Premium
New Genetic Insights in Familial Hyperaldosteronism
Author(s) -
JACKSON RICHARD V.,
LAFFERTY ANTHONY,
TORPY DAVID J.,
STRATAKIS CONSTANTINE
Publication year - 2002
Publication title -
annals of the new york academy of sciences
Language(s) - English
Resource type - Journals
SCImago Journal Rank - 1.712
H-Index - 248
eISSN - 1749-6632
pISSN - 0077-8923
DOI - 10.1111/j.1749-6632.2002.tb04414.x
Subject(s) - aldosterone , aldosterone synthase , hyperaldosteronism , primary aldosteronism , endocrinology , medicine , steroid 11 beta hydroxylase , mineralocorticoid , zona glomerulosa , angiotensin ii , biology , blood pressure , renin–angiotensin system , hormone , steroid
A bstract : Aldosterone, the major circulating mineralocorticoid, particiates in blood volume and serum potassium homeostasis. Primary aldosteronism is a disorder characterized by hypertension and, in more severe form, hypokalemia, due to autonomous aldosterone secretion from the adrenocortical zona glomerulosa.

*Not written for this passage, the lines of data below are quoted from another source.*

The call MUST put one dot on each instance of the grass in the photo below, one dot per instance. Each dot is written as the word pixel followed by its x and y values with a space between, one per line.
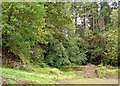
pixel 47 75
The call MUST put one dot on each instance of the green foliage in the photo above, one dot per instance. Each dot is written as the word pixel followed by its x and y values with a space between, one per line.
pixel 57 56
pixel 111 54
pixel 22 27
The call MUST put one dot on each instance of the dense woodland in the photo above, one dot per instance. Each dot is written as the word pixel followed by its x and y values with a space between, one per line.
pixel 48 33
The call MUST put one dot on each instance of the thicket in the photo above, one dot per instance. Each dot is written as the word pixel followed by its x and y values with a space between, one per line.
pixel 45 33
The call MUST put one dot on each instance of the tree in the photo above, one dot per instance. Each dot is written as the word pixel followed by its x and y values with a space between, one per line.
pixel 22 27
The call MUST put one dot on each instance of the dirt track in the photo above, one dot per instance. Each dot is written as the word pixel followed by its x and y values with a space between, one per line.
pixel 87 81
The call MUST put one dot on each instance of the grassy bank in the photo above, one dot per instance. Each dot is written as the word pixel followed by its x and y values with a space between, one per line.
pixel 48 76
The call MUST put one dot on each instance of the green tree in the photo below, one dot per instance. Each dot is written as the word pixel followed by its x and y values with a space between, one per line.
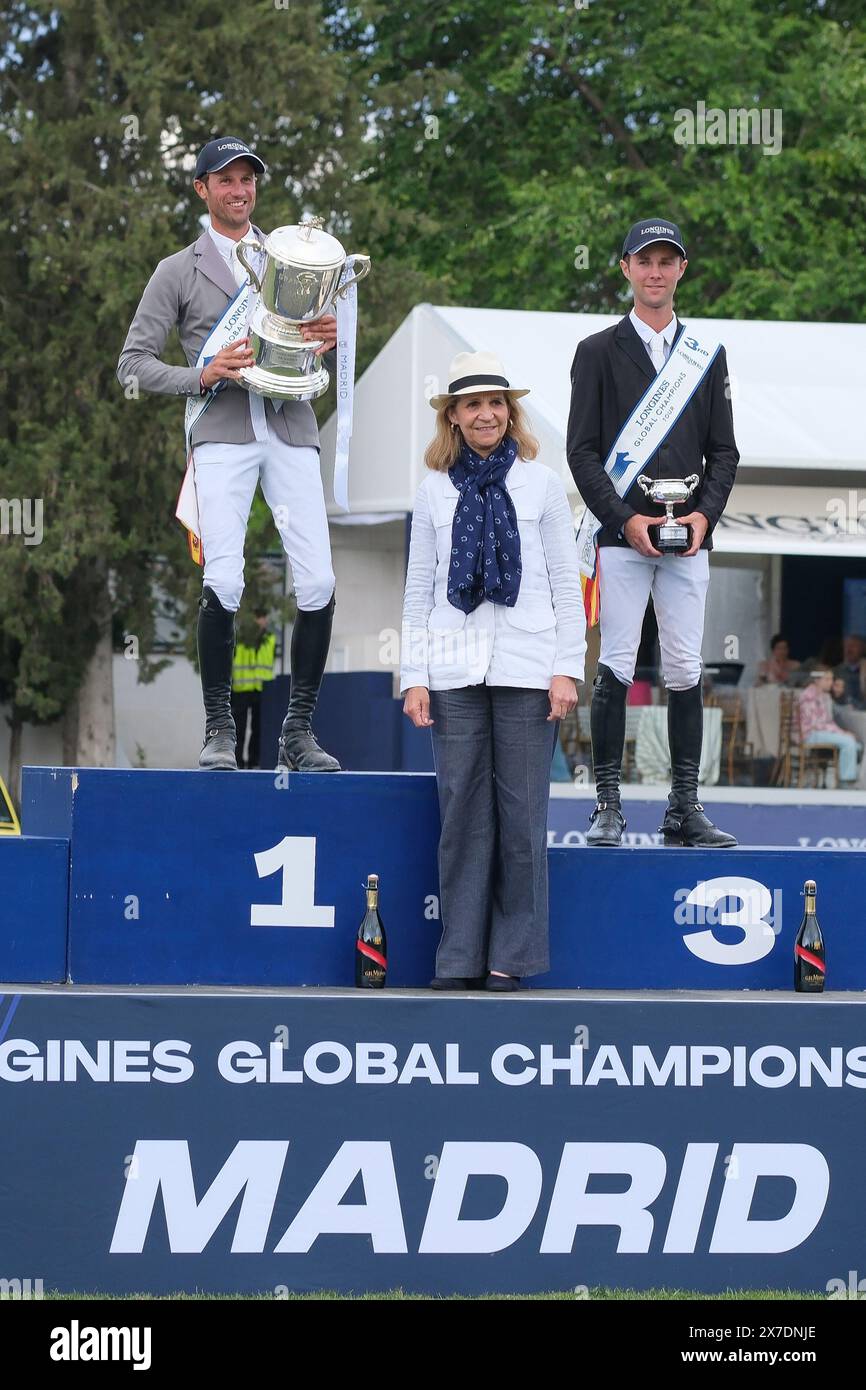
pixel 102 109
pixel 508 136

Improved screening techniques, particularly application of the plasma aldosterone: plasma renin activity ratio, has led to renewed interest in Conn's original proposal that primary aldosteronism may be the cause of increased blood pressure in about 10% of adults with hypertension. Glucocorticoid‐remediable aldosteronism (GRA) was the first described familial form of hyperaldosteronism. The disorder is characterized by aldosterone secretory function regulated chronically by ACTH. Hence, aldosterone hypersecretion can be chronically suppressed by exogenous glucocorticoids such as dexamethasone in physiologic‐range doses. This autosomal dominant disorder has been shown to be caused by a hybrid gene mutation formed by a cross‐over of genetic material between the ACTH‐responsive regulatory portion of the 11b‐hydroxylase (CYP11B1) gene and the coding region of the aldosterone synthase (CYP11B2) gene. Familial hyperaldosteronism type II (FH‐II), so named to distinguish the disorder from GRA or familial hyperaldosteronism type I (FH‐I), is characterized by inheritance consistent with an autosomal dominant pattern of autonomous aldosterone hypersecretion which is not suppressible by dexamethasone. Linkage analysis in a single large kindred, and direct mutation screening, has shown that this disorder is unrelated to mutations in the genes for aldosterone synthase or the angiotensin II receptor. A recent genome‐wide search has identified a genetic linkage between FH‐II in this single large kindred and polymorphic gene markers on chromosome 7 in a region that corresponds to cytogenetic band 7p22. This is the first identified locus for FH‐II. Several possible candidate genes have been localized to the 7p22 region. The precise genetic cause of FH‐II remains to be elucidated.